ESNEFT chaplains and their dedicated team support our patients, their families, and our staff and volunteers at any stage of their life, talking and listening to people from all walks of life to meet their spiritual needs.


Lead chaplain Allison Cline-Dean, said: “We will always be there for a patient who is dying and they want their last rites read, or if someone is in spiritual distress.

“Part of the patient’s care is to ensure their spiritual needs are met.  That’s just as crucial as them having the right medication and therapies – the spirit is an integral part of everyone.”

“You do not have to be religious and we are for the spirit of every person, whether they are religious or have different beliefs or faiths.

“Religion takes up 5% of my job, caring for the human spirit takes up 95%. We all have a spirit in us and it is about honouring the person and their beliefs.”

People often find themselves in desperate situations but there is very little our chaplains have not heard or seen before.

Allison said: “We are confidential, non-judgemental and we can always offer a listening ear.

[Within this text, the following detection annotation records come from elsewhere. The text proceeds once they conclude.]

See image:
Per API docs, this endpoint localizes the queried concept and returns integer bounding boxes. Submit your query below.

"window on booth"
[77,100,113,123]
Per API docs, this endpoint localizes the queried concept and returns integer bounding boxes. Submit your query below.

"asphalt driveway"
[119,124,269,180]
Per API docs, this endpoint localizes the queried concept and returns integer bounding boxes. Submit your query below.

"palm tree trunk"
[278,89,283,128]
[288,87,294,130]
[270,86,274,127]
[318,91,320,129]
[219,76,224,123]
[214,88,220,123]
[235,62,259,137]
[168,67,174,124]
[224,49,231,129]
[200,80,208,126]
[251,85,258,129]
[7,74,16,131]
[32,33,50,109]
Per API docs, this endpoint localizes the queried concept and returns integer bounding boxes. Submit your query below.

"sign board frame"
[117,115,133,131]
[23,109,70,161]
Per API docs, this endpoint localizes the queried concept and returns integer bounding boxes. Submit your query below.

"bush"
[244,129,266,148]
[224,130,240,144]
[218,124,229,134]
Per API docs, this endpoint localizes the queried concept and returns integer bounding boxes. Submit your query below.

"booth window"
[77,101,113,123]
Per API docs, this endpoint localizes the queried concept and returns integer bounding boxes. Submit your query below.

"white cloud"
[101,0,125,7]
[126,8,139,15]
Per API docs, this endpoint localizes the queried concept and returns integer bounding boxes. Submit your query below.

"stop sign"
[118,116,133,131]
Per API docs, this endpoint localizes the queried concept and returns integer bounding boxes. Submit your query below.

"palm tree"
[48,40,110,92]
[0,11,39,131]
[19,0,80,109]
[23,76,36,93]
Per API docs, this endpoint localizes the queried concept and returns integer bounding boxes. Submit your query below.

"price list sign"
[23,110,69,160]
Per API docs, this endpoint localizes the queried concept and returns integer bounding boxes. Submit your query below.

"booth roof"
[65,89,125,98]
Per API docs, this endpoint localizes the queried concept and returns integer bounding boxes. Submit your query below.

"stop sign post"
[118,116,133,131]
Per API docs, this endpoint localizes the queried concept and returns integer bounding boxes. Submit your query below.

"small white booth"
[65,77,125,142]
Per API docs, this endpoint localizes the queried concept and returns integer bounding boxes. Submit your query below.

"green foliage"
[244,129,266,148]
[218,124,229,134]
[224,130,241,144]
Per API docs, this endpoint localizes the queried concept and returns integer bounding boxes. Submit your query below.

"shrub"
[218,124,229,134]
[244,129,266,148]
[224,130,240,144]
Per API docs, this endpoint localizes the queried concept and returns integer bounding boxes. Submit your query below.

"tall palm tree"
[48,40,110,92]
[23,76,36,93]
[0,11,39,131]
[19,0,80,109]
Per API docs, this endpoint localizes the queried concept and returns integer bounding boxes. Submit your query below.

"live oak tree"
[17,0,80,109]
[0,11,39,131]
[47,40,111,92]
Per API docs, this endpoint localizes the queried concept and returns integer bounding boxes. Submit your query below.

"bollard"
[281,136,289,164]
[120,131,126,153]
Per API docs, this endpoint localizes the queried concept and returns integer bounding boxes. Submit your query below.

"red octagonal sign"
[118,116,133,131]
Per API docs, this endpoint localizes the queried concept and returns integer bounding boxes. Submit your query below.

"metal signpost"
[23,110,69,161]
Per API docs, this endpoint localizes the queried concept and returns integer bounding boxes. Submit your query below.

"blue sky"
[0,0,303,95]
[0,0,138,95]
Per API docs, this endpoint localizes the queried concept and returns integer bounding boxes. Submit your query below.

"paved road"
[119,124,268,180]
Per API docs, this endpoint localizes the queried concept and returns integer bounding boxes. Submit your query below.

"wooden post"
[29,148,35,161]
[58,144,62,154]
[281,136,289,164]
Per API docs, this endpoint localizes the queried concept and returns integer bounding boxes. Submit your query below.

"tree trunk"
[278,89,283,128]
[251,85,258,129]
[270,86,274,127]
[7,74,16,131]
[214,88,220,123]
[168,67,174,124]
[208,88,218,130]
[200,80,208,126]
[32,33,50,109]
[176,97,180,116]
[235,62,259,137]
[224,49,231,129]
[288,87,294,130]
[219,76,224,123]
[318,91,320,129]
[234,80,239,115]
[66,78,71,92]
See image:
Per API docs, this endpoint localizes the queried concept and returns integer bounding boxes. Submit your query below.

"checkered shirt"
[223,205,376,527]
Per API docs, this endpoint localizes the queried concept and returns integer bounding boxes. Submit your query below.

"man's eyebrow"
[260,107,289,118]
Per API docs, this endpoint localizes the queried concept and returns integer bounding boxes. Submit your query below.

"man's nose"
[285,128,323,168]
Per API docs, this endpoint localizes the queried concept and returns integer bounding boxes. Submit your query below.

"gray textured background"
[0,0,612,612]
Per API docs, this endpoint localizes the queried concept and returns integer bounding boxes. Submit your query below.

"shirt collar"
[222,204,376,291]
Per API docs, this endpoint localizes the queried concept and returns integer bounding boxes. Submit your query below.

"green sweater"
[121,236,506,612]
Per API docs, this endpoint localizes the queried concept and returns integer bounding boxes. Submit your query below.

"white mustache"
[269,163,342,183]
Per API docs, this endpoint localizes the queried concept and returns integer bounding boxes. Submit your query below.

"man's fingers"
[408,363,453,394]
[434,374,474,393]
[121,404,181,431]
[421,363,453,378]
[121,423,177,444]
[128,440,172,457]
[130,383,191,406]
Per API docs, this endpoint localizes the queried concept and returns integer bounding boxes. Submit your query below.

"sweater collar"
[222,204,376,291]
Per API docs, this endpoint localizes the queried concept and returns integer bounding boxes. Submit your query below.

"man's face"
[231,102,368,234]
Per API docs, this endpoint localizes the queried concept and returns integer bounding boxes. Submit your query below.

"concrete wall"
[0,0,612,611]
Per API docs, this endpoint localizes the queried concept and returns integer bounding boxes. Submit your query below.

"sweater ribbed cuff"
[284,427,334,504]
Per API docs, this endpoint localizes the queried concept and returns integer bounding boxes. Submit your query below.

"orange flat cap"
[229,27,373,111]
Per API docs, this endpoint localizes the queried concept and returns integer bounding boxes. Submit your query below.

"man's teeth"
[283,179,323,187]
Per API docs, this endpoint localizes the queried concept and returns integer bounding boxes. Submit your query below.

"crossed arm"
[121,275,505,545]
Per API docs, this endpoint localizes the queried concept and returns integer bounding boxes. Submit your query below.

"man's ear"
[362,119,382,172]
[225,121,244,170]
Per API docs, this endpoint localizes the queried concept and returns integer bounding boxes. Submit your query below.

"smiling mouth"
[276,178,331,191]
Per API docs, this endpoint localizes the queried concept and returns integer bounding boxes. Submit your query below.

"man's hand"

“We can be the guest of a patient but can also be the host at their bedside, however, will respect a person’s wishes if they do not want visitors.
“It’s a privilege and an honour to do what I do and it is so humbling to work with staff, patients and carers.

“For our staff, we are there to comfort them. For instance they may work with children every day and see some difficult things and then have to go home and look after their own family, so things can hit close to home for them. We are there to comfort and support them.

“There may be things going on at home so it’s about being there for them and giving them the opportunity to talk about their concerns.

“It allows staff to go back to work in a better frame of mind feeling able to cope and they are not alone.”
Our chaplaincies are open to people of all faiths and beliefs.

Allison, who has been a chaplain for 23 years, having previously been a legal secretary for 20, said: “We have Muslim colleagues, Jewish, Buddhist, Sikh colleagues, people from other faiths and beliefs, including Humanist, who can come in to the hospital and give our patients the care and support they need.

“We are also there to teach our colleagues how to deal with different situations.  For instance we speak to our colleagues in the cancer information centre once a year about how they can and need to acknowledge spiritually for those people that have cancer.”